Horb · Bundestagswahl
: Klaus Mack informiert sich über Hochwasserschutz

Der CDU-Bewerber befürwortete bei einem Besuch in Horb einen nationalen Präventionsfonds.
Von
NC
Horb

Bundestagskandidat Klaus Mack (Zweiter von rechts) diskutierte mit Horber CDU-Mitgliedern inklusive Oberbürgermeister Peter Rosenberger (Fünfter von links) über den Hochwasserschutz in Horb.

CDU Horb

Nicht wenige Horberinnen und Horber können sich noch an das letzte Hochwasser des Neckars von 1990 erinnern. Meterhohe Wassermassen strömten durch die Innenstadt und überfluteten Keller, Wohnungen und Ladengeschäfte. Und die Mühringerinnen und Mühringer zittern heute immer noch, wenn auch nur im Entferntesten von Starkregen die Rede ist. Dort hat die Eyach bereits sechsmal - zuletzt 2013 - verheerende Schäden angerichtet. Und die diesjährigen Katastrophen im Westen der Republik zeigen die Labilität der heutigen Flusslandschaften auf.

So ist es nicht verwunderlich, dass der Kandidat der CDU für den Bundestag im Wahlkreis Calw-Freudenstadt, Klaus Mack, die Einladung von Oberbürgermeister Peter Rosenberger annahm, um die Gewässer-Situation rund um Horb näher zu betrachten. Laut Pressemitteilung sei Mack „schnell im Thema, denn auch durch seine Stadt im nördlichen Schwarzwald fließt ein Fluss, nämlich die junge Enz“.

Eine Delegation der Horber CDU, rund um den Vorsitzenden des Horber Ortsverbands, Gerhard Fassnacht, begleitete die beiden nach Mühringen.

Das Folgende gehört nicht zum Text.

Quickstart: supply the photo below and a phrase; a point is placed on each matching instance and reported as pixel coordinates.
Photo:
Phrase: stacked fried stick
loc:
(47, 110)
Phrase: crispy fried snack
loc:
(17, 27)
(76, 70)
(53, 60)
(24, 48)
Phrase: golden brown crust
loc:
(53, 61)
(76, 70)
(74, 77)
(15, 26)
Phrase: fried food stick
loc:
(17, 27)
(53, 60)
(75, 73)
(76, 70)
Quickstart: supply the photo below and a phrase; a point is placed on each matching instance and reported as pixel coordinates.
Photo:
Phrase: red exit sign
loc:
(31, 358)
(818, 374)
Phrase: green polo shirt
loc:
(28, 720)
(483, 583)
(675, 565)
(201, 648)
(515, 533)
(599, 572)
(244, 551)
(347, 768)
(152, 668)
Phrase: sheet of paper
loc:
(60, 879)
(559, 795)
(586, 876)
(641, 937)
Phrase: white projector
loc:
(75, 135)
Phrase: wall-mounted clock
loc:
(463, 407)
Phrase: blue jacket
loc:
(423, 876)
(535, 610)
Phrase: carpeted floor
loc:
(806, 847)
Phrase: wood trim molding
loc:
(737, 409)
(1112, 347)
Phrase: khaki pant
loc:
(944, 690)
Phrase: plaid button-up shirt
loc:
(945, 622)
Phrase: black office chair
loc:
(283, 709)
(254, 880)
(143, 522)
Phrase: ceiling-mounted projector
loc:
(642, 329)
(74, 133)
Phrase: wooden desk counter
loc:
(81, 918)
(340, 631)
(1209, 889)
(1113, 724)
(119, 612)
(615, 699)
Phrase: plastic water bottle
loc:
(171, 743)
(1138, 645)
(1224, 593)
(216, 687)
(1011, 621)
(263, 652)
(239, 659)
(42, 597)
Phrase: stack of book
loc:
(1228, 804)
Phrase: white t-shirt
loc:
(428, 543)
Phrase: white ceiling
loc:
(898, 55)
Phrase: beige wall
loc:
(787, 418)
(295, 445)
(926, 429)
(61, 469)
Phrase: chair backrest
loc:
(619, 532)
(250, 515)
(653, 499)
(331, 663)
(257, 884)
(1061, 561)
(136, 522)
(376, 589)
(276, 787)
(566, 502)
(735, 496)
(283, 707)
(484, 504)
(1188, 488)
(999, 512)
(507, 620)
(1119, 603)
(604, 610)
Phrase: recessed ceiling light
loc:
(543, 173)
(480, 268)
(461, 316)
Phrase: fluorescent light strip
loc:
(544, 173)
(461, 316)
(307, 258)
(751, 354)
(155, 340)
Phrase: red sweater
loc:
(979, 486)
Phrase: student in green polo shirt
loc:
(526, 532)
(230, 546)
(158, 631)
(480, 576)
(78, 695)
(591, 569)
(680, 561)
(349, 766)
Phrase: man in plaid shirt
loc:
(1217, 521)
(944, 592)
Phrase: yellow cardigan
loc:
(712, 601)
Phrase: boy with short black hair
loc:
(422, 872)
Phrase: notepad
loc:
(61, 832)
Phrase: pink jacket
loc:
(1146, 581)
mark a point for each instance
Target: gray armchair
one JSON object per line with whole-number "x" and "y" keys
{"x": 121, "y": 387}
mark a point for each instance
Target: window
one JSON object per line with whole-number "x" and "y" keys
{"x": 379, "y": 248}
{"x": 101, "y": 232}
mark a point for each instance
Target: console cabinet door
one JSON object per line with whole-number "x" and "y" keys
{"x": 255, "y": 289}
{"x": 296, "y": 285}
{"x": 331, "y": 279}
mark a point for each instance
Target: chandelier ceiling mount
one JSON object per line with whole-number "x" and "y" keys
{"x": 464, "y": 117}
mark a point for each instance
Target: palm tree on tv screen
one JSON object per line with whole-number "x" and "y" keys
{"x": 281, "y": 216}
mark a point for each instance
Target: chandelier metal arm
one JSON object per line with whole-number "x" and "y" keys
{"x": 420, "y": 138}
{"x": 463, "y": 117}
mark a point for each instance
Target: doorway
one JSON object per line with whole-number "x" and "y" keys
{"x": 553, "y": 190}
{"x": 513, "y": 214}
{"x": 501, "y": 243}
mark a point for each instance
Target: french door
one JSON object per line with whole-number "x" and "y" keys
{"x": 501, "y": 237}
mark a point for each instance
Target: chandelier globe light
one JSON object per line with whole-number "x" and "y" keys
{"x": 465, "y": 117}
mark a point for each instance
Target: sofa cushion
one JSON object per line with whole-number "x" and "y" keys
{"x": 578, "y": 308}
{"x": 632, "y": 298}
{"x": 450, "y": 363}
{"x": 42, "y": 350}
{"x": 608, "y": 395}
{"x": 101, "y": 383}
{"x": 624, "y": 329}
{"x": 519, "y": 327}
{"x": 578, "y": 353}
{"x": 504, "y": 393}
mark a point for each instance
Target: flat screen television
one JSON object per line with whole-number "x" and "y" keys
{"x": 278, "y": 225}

Dort erläutert Rosenberger die verzwickte Situation. Trotz allem Drängen der Stadt Horb wurde laut Aussage der Horber CDU das Eyachtal vom Land bisher in der Priorisierung Hochwasserschutz nur als zweitrangig eingestuft. Auf eigene Kosten habe die Kommune deshalb in der Vergangenheit eine eigenständige Analyse und Planung übernommen. Man kenne zwischenzeitlich mögliche Konzepte, die man in Horb für die Mühringer Gemarkung weiterentwickeln könnte. „Aber das alles ist ohne die konkrete Mitwirkung der flussaufliegenden Anrainergemeinden nicht möglich“, heißt es in der Mitteilung. Das Horber Dilemma: „andere Kommunen, andere Landkreise, andere Regierungspräsidien, andere Prioritäten, andere Budgets“. Die Horber CDU war sich mit Klaus Mack vor Ort schnell einig, „solche Situationen können eben nur überregional geregelt werden“. Der Kandidat für Berlin versprach den Anwesenden, sich für ein bundesweites Wasserschutz-Präventionsprogramm engagieren zu wollen, das dann auch Auswirkungen wie auf die Mühringer Situation haben könne.

Anschließend tourte der CDU-Mann mit seinem Tross auf den Horber Flößerwasen. Denn nicht nur Angst und Schrecken bringe der Neckar mit sich. Mack kletterte in die Tiefen des Horber Flusskraftwerks. Dort erfuhr er, dass diese gewaltigen Turbinen als Energiegewinnungsanlage seit 2011 rund 600 Vier-Personen-Haushalte in Horb mit Strom versorgen können. „Das ist gelebte regionale Nachhaltigkeit auf dem Weg zur klimaneutralen Kommune 2050, die damals vom CDU-geprägten Gemeinderat weitsichtig entschieden wurde“, heißt es in der Mitteilung.

Direkt nebenan wird gerade die Wehranlage saniert. Die Millioneninvestition sorge laut Rosenberger zumindest in der Kernstadt für einen vollwertigen Schutz vor dem Neckar. Gemäß den Berechnungen sogar selbst bei einem 100-jährigen Hochwasser. Und genau so muss die Zukunft auch in Mühringen aussehen, fasste Klaus Mack abschließend zusammen.